Cephalids are interesting to me because they’re a blue tribe that doesn’t feel like Merfolk do. Merfolk tend to show up centered in blue, and they’re kind of widespread and universalised – every colour combination has Merfolk, and they tend to have lots of different versions of a culture. Cephalids? Nope, Cephalids are extremely focused on being just blue.

They are ambitious, conspiratorial, manipulative, and deceitful. We know they can make themselves hard to see, or even invisible. They are total jerks, too.

We can also tell that they largely don’t have any affiliation with existing keywords. They don’t tend to be big, and the biggest ones tend to be tough more than hard-hitting. None of them have a toughness higher than 3.

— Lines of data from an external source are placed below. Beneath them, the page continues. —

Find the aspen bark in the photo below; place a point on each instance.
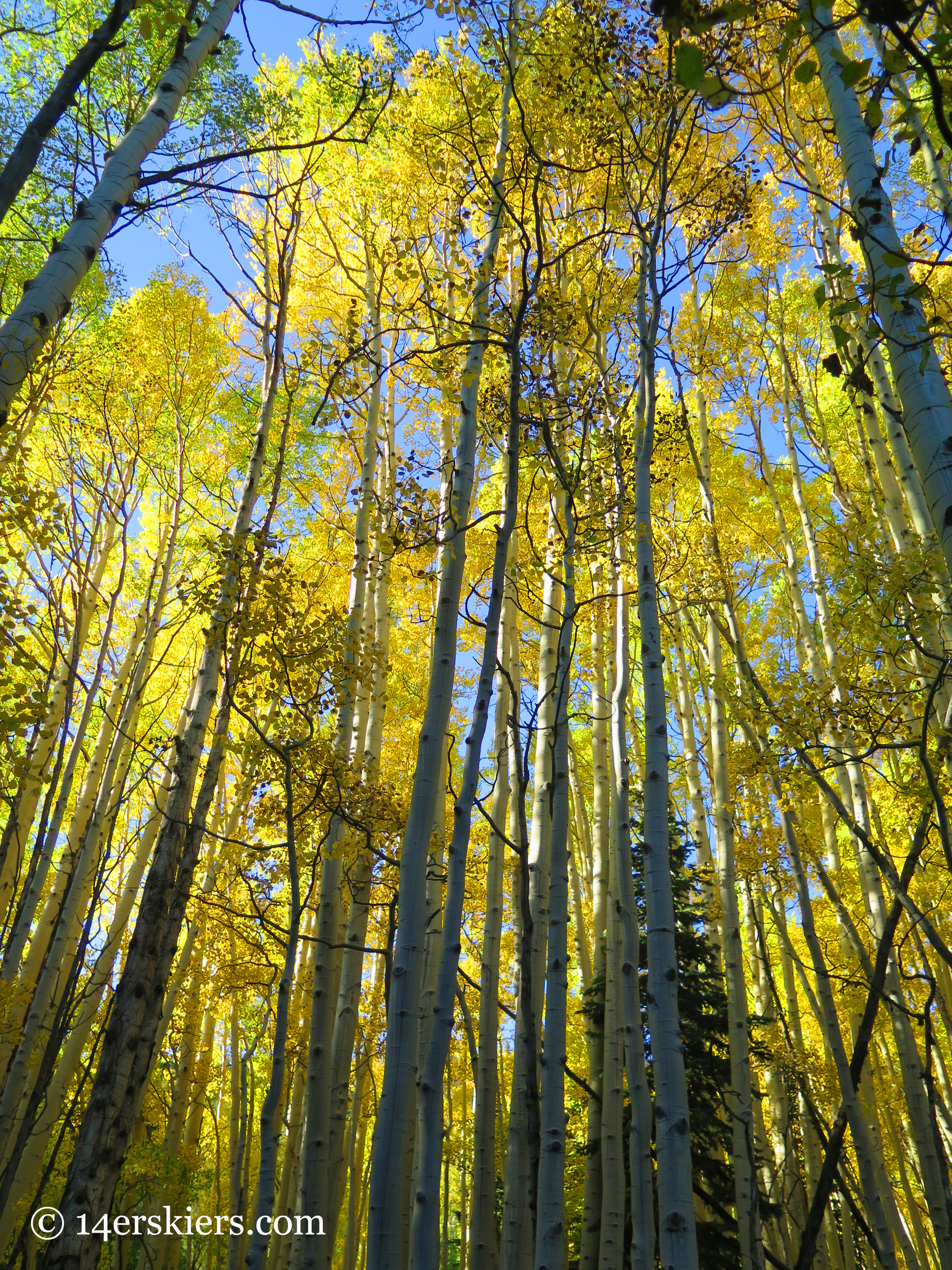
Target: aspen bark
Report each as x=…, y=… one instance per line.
x=317, y=1180
x=922, y=389
x=484, y=1248
x=550, y=1239
x=425, y=1233
x=50, y=297
x=130, y=1039
x=676, y=1202
x=395, y=1112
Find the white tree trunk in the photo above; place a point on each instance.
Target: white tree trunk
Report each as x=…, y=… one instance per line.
x=50, y=295
x=394, y=1123
x=921, y=385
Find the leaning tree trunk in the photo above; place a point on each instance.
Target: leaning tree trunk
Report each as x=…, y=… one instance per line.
x=425, y=1241
x=138, y=1005
x=552, y=1234
x=643, y=1206
x=484, y=1248
x=315, y=1156
x=26, y=153
x=676, y=1201
x=394, y=1125
x=50, y=295
x=921, y=385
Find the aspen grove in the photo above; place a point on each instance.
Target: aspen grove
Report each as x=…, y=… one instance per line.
x=477, y=667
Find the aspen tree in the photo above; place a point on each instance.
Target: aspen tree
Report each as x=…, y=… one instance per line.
x=922, y=391
x=484, y=1250
x=676, y=1206
x=430, y=1099
x=739, y=1100
x=50, y=298
x=315, y=1173
x=393, y=1128
x=129, y=1045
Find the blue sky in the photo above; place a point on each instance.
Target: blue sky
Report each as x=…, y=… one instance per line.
x=265, y=34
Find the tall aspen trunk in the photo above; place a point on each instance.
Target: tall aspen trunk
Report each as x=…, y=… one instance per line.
x=922, y=389
x=611, y=1255
x=425, y=1240
x=369, y=747
x=550, y=1239
x=394, y=1126
x=130, y=1039
x=676, y=1202
x=596, y=1036
x=313, y=1252
x=359, y=1131
x=484, y=1249
x=50, y=297
x=739, y=1098
x=271, y=1104
x=521, y=1179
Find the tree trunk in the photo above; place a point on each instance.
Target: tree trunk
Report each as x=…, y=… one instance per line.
x=395, y=1112
x=138, y=1006
x=922, y=389
x=50, y=295
x=676, y=1202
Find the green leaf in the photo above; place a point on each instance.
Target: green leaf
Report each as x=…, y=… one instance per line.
x=805, y=73
x=852, y=73
x=690, y=65
x=718, y=92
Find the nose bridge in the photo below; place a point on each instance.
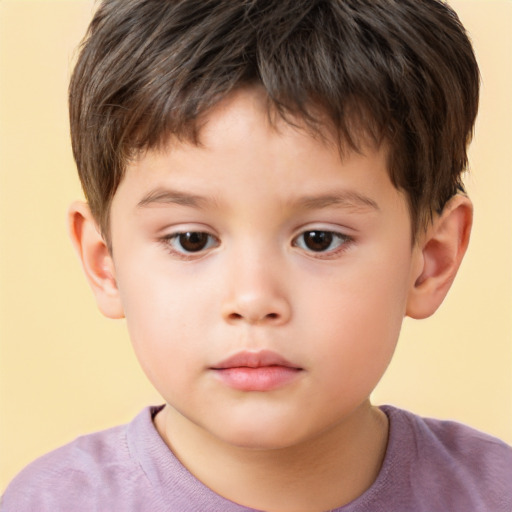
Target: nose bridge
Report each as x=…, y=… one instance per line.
x=256, y=287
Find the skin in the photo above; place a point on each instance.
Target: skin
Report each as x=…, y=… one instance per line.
x=257, y=191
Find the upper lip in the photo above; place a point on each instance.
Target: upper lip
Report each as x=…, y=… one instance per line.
x=254, y=360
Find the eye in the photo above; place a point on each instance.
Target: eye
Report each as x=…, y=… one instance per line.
x=320, y=241
x=191, y=241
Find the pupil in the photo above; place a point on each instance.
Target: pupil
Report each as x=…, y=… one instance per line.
x=193, y=241
x=318, y=240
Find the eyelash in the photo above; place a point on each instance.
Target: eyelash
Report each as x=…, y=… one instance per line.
x=340, y=240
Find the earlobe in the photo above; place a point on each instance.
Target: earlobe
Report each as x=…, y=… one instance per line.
x=96, y=259
x=440, y=253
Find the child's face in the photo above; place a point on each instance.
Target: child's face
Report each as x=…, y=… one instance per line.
x=295, y=260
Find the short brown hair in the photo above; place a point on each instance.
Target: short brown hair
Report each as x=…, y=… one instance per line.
x=403, y=71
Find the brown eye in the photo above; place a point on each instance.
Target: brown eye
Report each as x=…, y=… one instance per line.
x=191, y=241
x=320, y=241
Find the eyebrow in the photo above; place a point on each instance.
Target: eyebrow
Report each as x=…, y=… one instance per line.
x=162, y=196
x=342, y=199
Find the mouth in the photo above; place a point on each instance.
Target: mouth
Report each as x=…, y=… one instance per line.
x=256, y=371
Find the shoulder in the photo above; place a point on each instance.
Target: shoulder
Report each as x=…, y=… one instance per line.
x=76, y=476
x=453, y=462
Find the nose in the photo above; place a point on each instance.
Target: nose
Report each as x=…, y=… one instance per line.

That’s our framework for making Cephalids:

  • Modestly small creatures
  • Politics as a subtheme
  • Manipulative and controlling
  • No ‘standard’ evasion like flying

In order to capture the feeling of showing a sort of ‘lost history’ of the Cephalids, I listed every set from Onslaught onward, and composed a list of all the keyword mechanics I could find interesting or might be able to go on a Cephalid. I got a list of almost sixty mechanics I could conveniently think of, and then I ditched a bunch of them because I didn’t like the idea of them. Armed with that knowledge, I composed a list of the following mechanics:

  • Vehicles
  • Addendum
  • Ninjutsu
  • Metalcraft
  • Affinity
  • Treasure
  • Conspiracies
  • Tribal (bit of a cheat but whatever)
  • Tribute
  • Manifest
  • Investigate
  • Level Up
  • Landfall (again, anyone can have Landfall, really)
  • Improvise
  • Conspire (it’s called Conspire)
  • Surveil
  • the Monarch
  • The Untap symbol
  • Affinity for Artifacts
  • Surge
  • Flip (I know)
  • Skulk
  • Devotion
  • Prowl
  • Poison
  • Vanishing

And now, here’s the gallery:

Overall, the Cephalids were not popular on Reddit’s custom magic – none of them did particularly well in terms of upvotes, and very few generated conversations that weren’t, in my opinion, silly.

Cephalids are a tricky pile to design for. They’re small and awkward and wonky and I think that that plays into the difficulty of making them. There are a lot of cards that would just ‘be human’ that Cephalids could take, which is unfortunate, it plays into the idea of Cephalids lacking an actual mechanical identity.